Just less than two weeks after one of his most prominent corporate sponsors urged him to change the name of his football team, Washington owner Daniel Snyder plans to announce the retirement of the “Redskins” nickname and reveal a new team name Monday morning, a person with knowledge of the situation confirmed to USA TODAY Sports.
The person spoke on the condition of anonymity because the announcement of a pending change had not been made.
The new name remains unknown, but Warriors, Red Wolves and Redtails have ranked among the post popular choices among fans on social media.
Snyder has long ignored requests of Native American tribes and other organizations to change the name because some deem the term offensive, citing the fact that the dictionary classifies it as a racial slur.
In 2013, Snyder, who grew up cheering for the team and purchased it in 1999, told USA TODAY Sports that he would “NEVER” change the name.
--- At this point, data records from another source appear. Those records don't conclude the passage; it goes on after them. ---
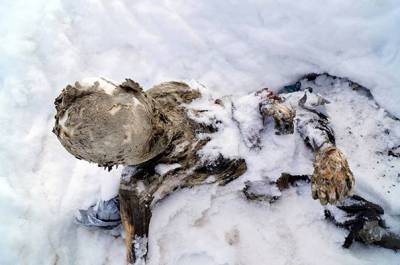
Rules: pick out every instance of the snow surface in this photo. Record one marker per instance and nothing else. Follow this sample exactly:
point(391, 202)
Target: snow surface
point(231, 47)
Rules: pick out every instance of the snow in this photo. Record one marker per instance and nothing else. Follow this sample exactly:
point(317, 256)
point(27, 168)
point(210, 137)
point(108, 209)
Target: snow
point(163, 169)
point(230, 47)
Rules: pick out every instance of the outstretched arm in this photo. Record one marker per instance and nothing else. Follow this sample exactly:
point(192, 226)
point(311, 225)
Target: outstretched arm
point(332, 180)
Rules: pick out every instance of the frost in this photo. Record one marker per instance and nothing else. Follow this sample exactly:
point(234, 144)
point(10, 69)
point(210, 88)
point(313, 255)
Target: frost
point(229, 47)
point(163, 169)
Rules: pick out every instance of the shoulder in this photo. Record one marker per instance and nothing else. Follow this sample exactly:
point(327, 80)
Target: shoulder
point(173, 92)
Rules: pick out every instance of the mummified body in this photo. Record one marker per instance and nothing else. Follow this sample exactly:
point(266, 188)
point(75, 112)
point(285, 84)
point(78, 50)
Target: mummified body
point(121, 124)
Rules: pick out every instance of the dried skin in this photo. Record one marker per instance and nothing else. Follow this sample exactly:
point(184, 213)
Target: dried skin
point(332, 180)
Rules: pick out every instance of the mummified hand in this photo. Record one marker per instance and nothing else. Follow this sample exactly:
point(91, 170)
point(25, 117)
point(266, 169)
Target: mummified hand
point(332, 180)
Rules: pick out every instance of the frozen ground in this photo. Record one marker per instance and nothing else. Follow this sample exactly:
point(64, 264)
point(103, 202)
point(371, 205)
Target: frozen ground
point(231, 47)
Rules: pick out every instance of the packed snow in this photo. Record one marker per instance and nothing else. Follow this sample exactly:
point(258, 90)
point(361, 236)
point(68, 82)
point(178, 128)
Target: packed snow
point(223, 48)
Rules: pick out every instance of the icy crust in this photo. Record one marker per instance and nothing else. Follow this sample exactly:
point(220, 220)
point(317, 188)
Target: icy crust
point(108, 86)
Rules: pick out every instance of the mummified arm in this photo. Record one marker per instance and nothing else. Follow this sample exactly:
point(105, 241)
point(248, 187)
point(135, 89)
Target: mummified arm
point(136, 194)
point(332, 180)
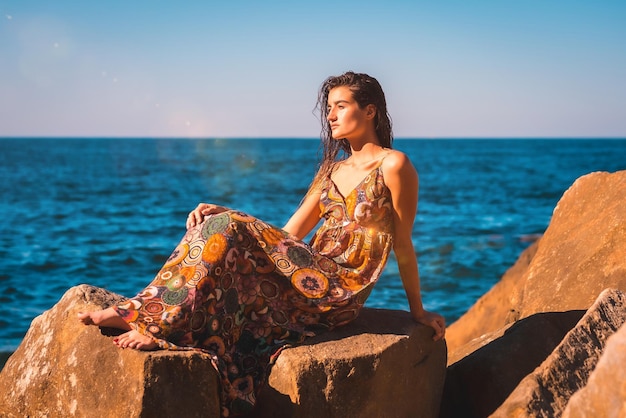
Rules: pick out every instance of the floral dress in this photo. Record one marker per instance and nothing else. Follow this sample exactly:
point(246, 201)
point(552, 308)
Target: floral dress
point(240, 289)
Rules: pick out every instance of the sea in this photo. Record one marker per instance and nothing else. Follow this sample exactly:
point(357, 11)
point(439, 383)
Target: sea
point(108, 212)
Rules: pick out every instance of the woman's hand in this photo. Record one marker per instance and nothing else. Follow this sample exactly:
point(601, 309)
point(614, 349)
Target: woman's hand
point(433, 320)
point(197, 215)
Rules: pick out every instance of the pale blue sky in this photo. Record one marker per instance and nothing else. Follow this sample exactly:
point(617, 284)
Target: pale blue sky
point(252, 68)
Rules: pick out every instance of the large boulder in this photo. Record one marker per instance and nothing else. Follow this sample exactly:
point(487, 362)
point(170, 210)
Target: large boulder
point(582, 252)
point(383, 364)
point(477, 384)
point(546, 391)
point(383, 361)
point(605, 393)
point(65, 369)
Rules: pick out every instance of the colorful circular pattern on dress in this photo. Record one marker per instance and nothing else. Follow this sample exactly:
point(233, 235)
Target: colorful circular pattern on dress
point(178, 255)
point(241, 216)
point(284, 264)
point(214, 249)
point(301, 256)
point(199, 272)
point(154, 308)
point(310, 283)
point(215, 224)
point(176, 282)
point(153, 329)
point(198, 320)
point(195, 253)
point(175, 297)
point(327, 265)
point(269, 289)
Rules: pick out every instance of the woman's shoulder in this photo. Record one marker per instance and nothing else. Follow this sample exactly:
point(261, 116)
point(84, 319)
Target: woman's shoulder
point(397, 161)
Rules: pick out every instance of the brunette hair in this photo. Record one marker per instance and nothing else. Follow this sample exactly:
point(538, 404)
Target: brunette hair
point(365, 90)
He and the team have maintained that the name was intended to honor Native Americans. They pointed to a 2016 Washington Post survey that found that 9 of 10 Native Americans polled had no problem with the name. However, opposing Native American tribes questioned the accuracy of that research.
As the climate in the country has changed to a place of greater awareness of racial insensitivities, the Redskins name debate returned to the spotlight. A group of investors urged FedEx, Nike and Pepsi to join their fight to change the name. Meanwhile, reports surfaced that Washington’s minority owners also had encouraged Snyder to make a change. He had turned a deaf ear until FedEx, whose president and chairman Fred Smith owns a stake of the team, publicly demanded a change on July 2.
The following day, Snyder issued a team statement that he would be conducting a thorough review of the matter. Shortly after, coach Ron Rivera told the Post that he hoped the new name could be in place by the start of the 2020 season, and revealed that he and Snyder shared a goal of honoring Native American culture and the military with the selection of the new name.